No Brasil, nós achamos muito bonito e fofinho quando o Judiciário, contra o Código Civil e a Constituição, reconhece metade da herança para a amante. Nós achamos fofíssimo e querido uma criança ter seis avós, três pais e duas mães, só não gostamos quando [a decisão] é contra nós. Queremos uma cidadania de segunda classe porque somos tutelados pelo pai Judiciário, pela mãe Ministério Público e pela tia Defensoria, a Santa Trindade. Em vez de reivindicar, corremos ao pai, a mãe e à tia, depois no queixamos.
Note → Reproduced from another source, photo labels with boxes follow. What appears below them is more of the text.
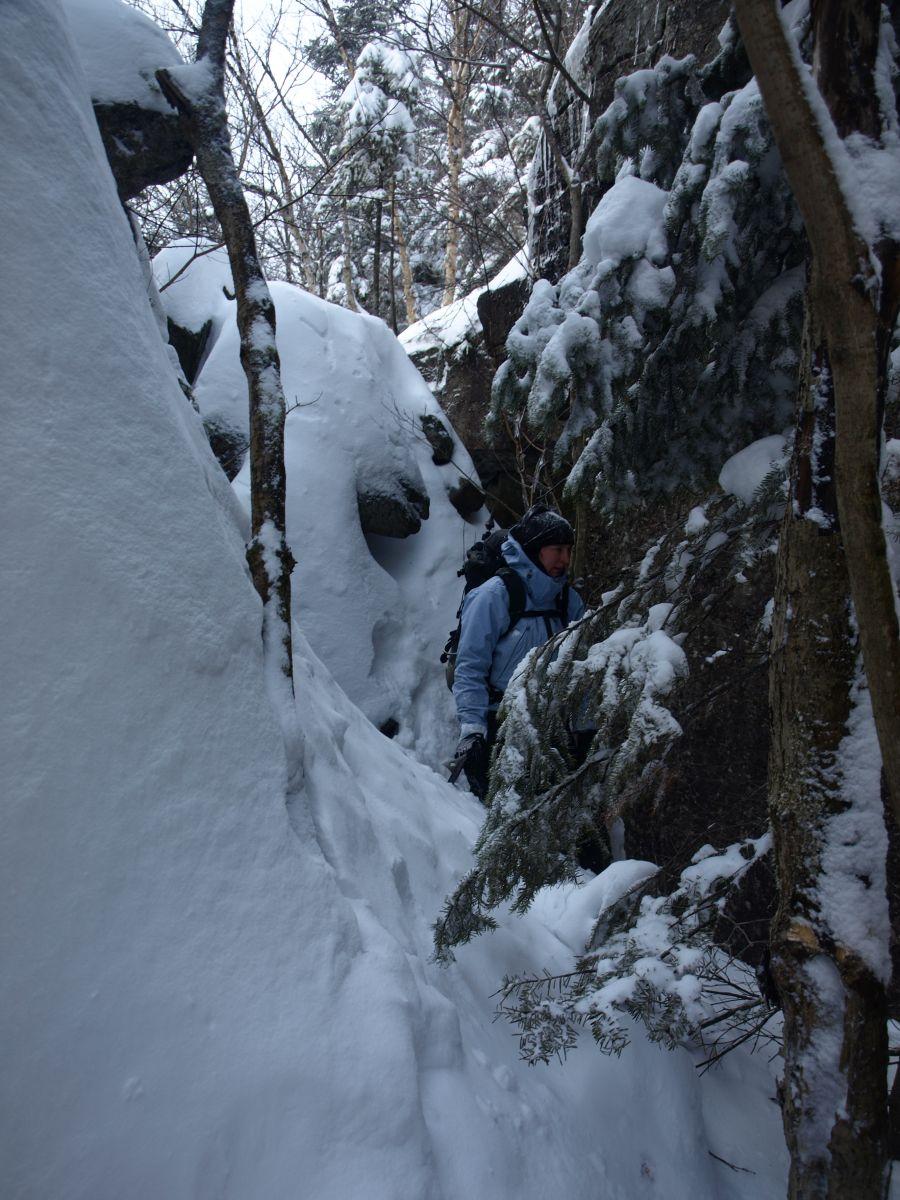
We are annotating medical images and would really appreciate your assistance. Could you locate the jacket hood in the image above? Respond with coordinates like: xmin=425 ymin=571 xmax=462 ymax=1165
xmin=500 ymin=538 xmax=568 ymax=608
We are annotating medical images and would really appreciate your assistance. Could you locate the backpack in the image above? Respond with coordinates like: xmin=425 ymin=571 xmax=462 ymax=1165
xmin=440 ymin=529 xmax=569 ymax=698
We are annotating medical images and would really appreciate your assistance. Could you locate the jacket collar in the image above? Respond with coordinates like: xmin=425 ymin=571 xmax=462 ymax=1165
xmin=500 ymin=538 xmax=566 ymax=608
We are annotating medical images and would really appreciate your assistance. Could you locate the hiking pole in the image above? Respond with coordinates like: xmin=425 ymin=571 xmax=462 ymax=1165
xmin=448 ymin=754 xmax=466 ymax=784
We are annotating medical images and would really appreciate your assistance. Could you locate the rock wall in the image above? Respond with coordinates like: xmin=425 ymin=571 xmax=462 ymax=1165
xmin=529 ymin=0 xmax=731 ymax=282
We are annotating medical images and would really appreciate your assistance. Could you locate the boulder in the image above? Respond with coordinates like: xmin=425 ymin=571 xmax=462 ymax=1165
xmin=94 ymin=101 xmax=193 ymax=200
xmin=421 ymin=413 xmax=454 ymax=467
xmin=448 ymin=475 xmax=485 ymax=517
xmin=64 ymin=0 xmax=193 ymax=200
xmin=356 ymin=478 xmax=430 ymax=538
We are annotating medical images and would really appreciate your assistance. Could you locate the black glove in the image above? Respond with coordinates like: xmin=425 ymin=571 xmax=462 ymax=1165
xmin=450 ymin=733 xmax=490 ymax=803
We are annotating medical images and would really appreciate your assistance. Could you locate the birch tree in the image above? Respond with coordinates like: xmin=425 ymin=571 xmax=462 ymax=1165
xmin=736 ymin=0 xmax=900 ymax=1200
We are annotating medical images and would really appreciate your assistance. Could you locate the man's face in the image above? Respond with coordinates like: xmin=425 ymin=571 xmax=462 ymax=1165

Nós gostamos do ativismo quando ele é bom, será que não erramos ao não conseguir fazer a distinção entre ativismo e judicialização?

Direito é o conceito interpretativo daquilo que é emanado pelas instituições jurídicas, sendo que as questões a ele relativas encontram necessariamente respostas nas leis, nos princípios constitucionais, nos regulamentos e nos precedentes que tenham DNA constitucional.

Às vezes os tribunais usam a exegese do século XIX e às vezes eles decidem sem qualquer pressuposto legal.

Em um país com um milhão de advogados e dezenas de carreiras jurídicas, para ganhar um Habeas Corpus do STF nós temos que torcer para que o writ seja não conhecido e seja concedido discricionariamente, como um favor, parece que fracassamos… Mensalão, “lava jato” e delação são apenas sintomas de algo bem maior, como o poeta mexicano Eraclio Zepeda diz: “Quando as águas da enchente descem e cobrem a tudo e a todos, é porque de há muito começou a chover na serra. Nós é que não nos demos conta”.